What this man has in common with the person slowly dying of cancer and with the many suffering horrors around the world, is a host of witnesses. These witnesses may respond in a number ways. They may be materialists: turn a blind eye; just focus on themselves and their own comfort and wish those suffering to suffer quietly. They may be activists: get angry or indignant and find someone to blame - God, themselves, doctors or those who oppose "mercy killing." They may be pragmatists or realists: just find a way to get everyone through it with help from friends, family, pet. Be glad it wasn't me this time, and hope I never suffer that much.
But, as with the problem of pain, those who believe in God must have an answer. It seems to me that God uses suffering to the eternal benefit of that host of witnesses. If we the witnesses allow, suffering, and perhaps most of all the suffering of those we cannot help, brings us face to face with the question of what God is up to. It has been remarkable how the church in America has grown stronger through real-time knowledge of the horrible suffering of those in the Middle East. We are learning about prayer, we are learning about faith, we are learning about sacrifice. Christianity is becoming personally and culturally relevant again. The church is getting well.

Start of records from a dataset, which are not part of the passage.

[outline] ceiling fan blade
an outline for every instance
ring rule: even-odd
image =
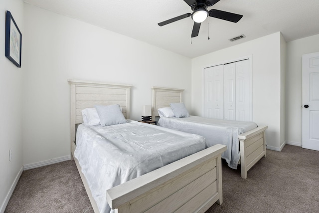
[[[209,16],[211,17],[235,23],[238,22],[238,21],[243,17],[242,15],[215,9],[211,9],[208,12],[209,13]]]
[[[220,0],[207,0],[207,2],[209,3],[209,6],[212,6]]]
[[[182,19],[183,18],[187,18],[187,17],[189,17],[191,15],[191,14],[190,14],[190,13],[184,14],[183,15],[179,15],[179,16],[175,17],[174,18],[171,18],[170,19],[166,20],[165,21],[161,22],[160,23],[159,23],[158,24],[159,24],[159,25],[160,25],[160,26],[163,26],[164,25],[166,25],[166,24],[170,23],[171,22],[173,22],[174,21],[178,21],[178,20],[180,20],[180,19]]]
[[[184,0],[184,1],[185,1],[189,6],[191,6],[196,3],[196,1],[195,0]]]
[[[199,28],[201,23],[197,23],[194,22],[194,26],[193,26],[193,31],[191,32],[191,37],[196,37],[198,35],[199,32]]]

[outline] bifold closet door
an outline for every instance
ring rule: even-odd
[[[236,120],[236,63],[224,65],[224,119]]]
[[[249,60],[236,63],[236,120],[252,121],[252,75]]]
[[[249,60],[204,70],[206,118],[252,121],[252,74]]]
[[[224,65],[205,68],[204,117],[224,119]]]

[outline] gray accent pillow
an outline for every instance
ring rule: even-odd
[[[110,126],[126,123],[119,104],[94,106],[100,117],[101,126]]]
[[[176,118],[189,117],[189,113],[183,103],[172,103],[170,104],[170,108]]]

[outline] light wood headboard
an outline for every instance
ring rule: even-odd
[[[181,93],[183,89],[171,88],[156,87],[152,88],[152,120],[159,116],[158,109],[169,107],[171,103],[182,102]]]
[[[68,79],[71,97],[71,142],[75,141],[76,126],[83,123],[81,111],[95,105],[119,104],[126,119],[130,118],[129,84],[109,84]]]

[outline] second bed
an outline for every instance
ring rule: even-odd
[[[153,87],[153,118],[159,116],[159,109],[169,107],[172,103],[181,102],[183,91],[179,89]],[[209,146],[216,144],[227,145],[227,150],[222,157],[232,169],[237,169],[237,165],[240,164],[241,177],[244,179],[247,178],[248,171],[261,158],[266,156],[265,131],[267,126],[257,126],[253,122],[193,116],[177,118],[174,115],[161,116],[158,125],[201,135]]]

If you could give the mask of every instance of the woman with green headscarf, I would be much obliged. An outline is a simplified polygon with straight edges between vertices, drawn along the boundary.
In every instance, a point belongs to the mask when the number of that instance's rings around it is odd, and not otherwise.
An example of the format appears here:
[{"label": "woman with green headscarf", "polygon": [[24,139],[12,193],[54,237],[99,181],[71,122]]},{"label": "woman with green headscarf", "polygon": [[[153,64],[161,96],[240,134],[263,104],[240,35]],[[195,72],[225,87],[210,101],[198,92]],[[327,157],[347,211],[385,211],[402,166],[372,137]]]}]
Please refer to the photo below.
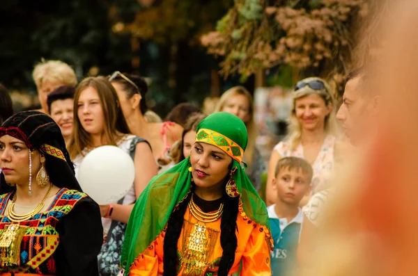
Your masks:
[{"label": "woman with green headscarf", "polygon": [[265,205],[241,167],[248,135],[219,112],[197,128],[190,156],[137,201],[122,252],[125,275],[271,275]]}]

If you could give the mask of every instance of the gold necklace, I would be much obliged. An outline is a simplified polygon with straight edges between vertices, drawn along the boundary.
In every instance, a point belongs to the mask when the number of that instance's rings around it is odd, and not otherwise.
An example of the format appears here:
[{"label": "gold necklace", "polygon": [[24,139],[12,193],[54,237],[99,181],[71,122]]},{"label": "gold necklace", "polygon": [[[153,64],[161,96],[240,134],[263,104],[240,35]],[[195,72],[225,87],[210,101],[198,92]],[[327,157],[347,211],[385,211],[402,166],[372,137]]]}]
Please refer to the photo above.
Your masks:
[{"label": "gold necklace", "polygon": [[222,216],[222,213],[224,212],[224,203],[221,203],[219,209],[217,211],[210,213],[203,212],[199,208],[196,203],[194,203],[193,195],[192,195],[192,199],[190,199],[188,205],[192,216],[197,220],[203,223],[213,222],[214,221],[217,220]]},{"label": "gold necklace", "polygon": [[44,207],[44,202],[48,197],[49,192],[52,189],[52,184],[51,184],[51,186],[49,186],[49,188],[48,188],[48,191],[44,196],[43,199],[33,211],[22,215],[15,213],[15,202],[16,202],[16,193],[15,193],[15,195],[13,195],[13,198],[12,199],[12,202],[9,204],[8,208],[7,209],[6,216],[13,222],[22,222],[22,221],[28,220],[33,218],[33,216],[39,213]]}]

Paul wrote to the Corinthians, "For, I think, God has exhibited us apostles last of all, as men condemned to death; because we have become a spectacle to the world, both to angels and to men. We are fools for Christ’s sake, but you are prudent in Christ; we are weak, but you are strong; you are distinguished..." (1Cor 4:9-10).
And further on: "For we who live are constantly being delivered over to death for Jesus' sake, so that the life of Jesus also may be manifested in our mortal flesh. So death works in us, but life in you." (2Cor 4:11-12).
I have personally seen individuals suffer in this way, for the sake of those looking on passively or with hardened hearts, who have strolled off into the shadows, in order that God might get their attention and bring them back into the light.
God does in a way create the darkness, simply by His not being there. When we wander off He withdraws Himself in order that we will wake up and search for Him. The pain of another's suffering is often part of that darkness. This is because God alone knows what it will be like for those who chose to part from Him. And He is not willing that any should endure that. So He is willing that He and His loved ones suffer here in order that those in the shadows will come back and not suffer later on. And, as with Paul, those who really know the love of God are willing to do this. They are willing to suffer, if need be, for the return of those who have wandered off.
The great concern for the suffering, dying Christian is the welfare and eternal salvation of those looking on. And he or she is willing to go through whatever it takes to play a part in their eternal joy.